One has to ask, “Who would enter into such an agreement?”

Additionally, major agricultural financial institutions have discontinued the practice of making loans on any property, which has been encumbered by a conservation easement. These financial institutions recognize the risk involved in making such loans.

Because of the loss of management control by the landowner and the accompanying transfer of the management decisions to The Nature Conservancy, two dangerous scenarios exist:

  1. The Nature Conservancy, through legal action, could acquire the property, leaving the financial institution without a secured asset.

  2. If the owner defaults on his loan, the financial institution inherits the unidentified management standards (which could be costly), and run the risk of The Nature Conservancy applying the same legal action against the financial institution.

The Nature Conservancy, in a Nature Conservancy Pamphlet on Conservation Easements, identifies land ownership as a combination of privileges that allows landowners to exercise certain rights. Being allowed to cut timber, explore for minerals, dig a ditch, and build a house are all examples of a landowner’s rights. A conservation easement restricts some or all of these rights in order to protect the habitat, flora, or fauna found on the land.

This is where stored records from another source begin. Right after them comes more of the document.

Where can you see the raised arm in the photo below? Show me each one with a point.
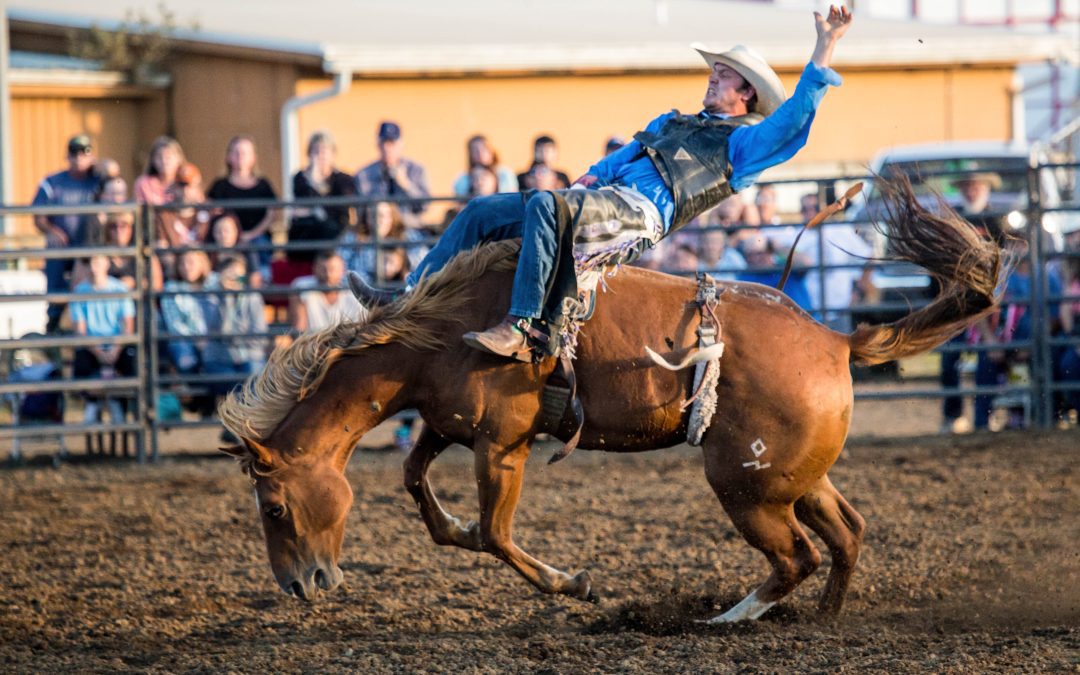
(829, 30)
(782, 134)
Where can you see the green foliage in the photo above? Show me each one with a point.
(139, 46)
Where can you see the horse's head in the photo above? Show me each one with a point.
(302, 502)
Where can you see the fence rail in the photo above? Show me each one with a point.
(147, 386)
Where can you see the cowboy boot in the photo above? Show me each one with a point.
(367, 295)
(505, 339)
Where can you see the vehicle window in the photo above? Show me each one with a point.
(929, 176)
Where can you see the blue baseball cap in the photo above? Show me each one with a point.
(389, 131)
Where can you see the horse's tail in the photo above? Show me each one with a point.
(966, 266)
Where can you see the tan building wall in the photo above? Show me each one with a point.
(215, 98)
(120, 121)
(873, 109)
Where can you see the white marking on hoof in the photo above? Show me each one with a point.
(748, 609)
(757, 447)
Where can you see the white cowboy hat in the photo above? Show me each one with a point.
(752, 67)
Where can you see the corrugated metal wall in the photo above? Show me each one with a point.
(42, 121)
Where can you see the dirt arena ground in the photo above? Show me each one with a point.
(970, 566)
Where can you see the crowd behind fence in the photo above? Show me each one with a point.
(1028, 378)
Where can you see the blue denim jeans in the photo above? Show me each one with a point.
(495, 218)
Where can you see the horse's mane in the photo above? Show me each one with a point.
(292, 374)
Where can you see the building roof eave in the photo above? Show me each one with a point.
(502, 58)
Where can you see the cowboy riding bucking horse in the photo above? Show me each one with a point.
(678, 167)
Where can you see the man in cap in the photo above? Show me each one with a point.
(975, 190)
(676, 169)
(75, 186)
(395, 176)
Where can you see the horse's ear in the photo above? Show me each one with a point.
(235, 451)
(261, 454)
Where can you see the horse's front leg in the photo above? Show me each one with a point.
(499, 474)
(445, 529)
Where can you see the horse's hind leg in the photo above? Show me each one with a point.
(826, 512)
(499, 474)
(773, 530)
(445, 529)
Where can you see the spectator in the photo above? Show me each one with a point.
(738, 219)
(233, 313)
(103, 319)
(836, 287)
(395, 176)
(764, 267)
(225, 233)
(75, 186)
(188, 225)
(166, 157)
(243, 181)
(766, 202)
(975, 194)
(364, 259)
(715, 255)
(1068, 356)
(482, 181)
(1010, 324)
(684, 257)
(481, 153)
(184, 313)
(544, 153)
(613, 144)
(540, 177)
(320, 178)
(314, 309)
(116, 229)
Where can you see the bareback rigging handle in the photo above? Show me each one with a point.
(824, 213)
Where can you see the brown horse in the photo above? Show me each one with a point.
(785, 401)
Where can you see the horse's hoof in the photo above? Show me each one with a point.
(584, 585)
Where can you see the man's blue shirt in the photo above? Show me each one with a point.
(751, 149)
(63, 189)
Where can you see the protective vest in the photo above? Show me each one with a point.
(691, 154)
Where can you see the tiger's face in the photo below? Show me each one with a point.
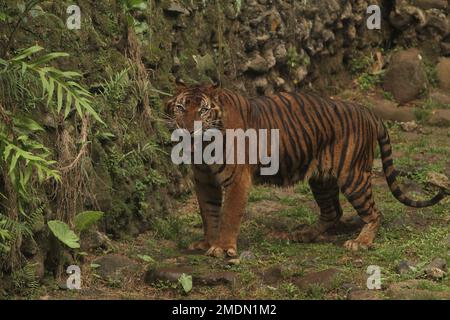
(192, 104)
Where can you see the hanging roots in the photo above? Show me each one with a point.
(73, 188)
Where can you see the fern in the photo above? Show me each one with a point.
(55, 83)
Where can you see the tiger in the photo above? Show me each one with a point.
(329, 143)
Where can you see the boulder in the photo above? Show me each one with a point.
(388, 110)
(257, 65)
(443, 73)
(115, 266)
(431, 4)
(440, 118)
(405, 77)
(414, 290)
(324, 279)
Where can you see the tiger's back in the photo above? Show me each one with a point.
(331, 144)
(318, 136)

Further information provided in the Nature Conservancy Pamphlet is that the rights the owner relinquishes are transferred to an organization or body, such as a qualified conservation organization or government body, by a legal document called a conservation easement. When the document is properly drawn, signed, and recorded in the land records, the owner and future owners of the property can no longer exercise the rights relinquished in the conservation easement.

While there may be some benefits for some landowners in granting conservation easements, those instances are rare.

Prudence dictates that every landowner considering a conservation easement carefully explore the far-reaching consequences for entering into such a scheme. The complexity of the conservation easement demands that competent legal and tax counsel fully review and analyze any conservation easement proposal under consideration by a landowner. The landowner should carefully weigh the present benefit to be derived against the long-term burdens any such easement will place, not only upon himself, but upon his heirs.”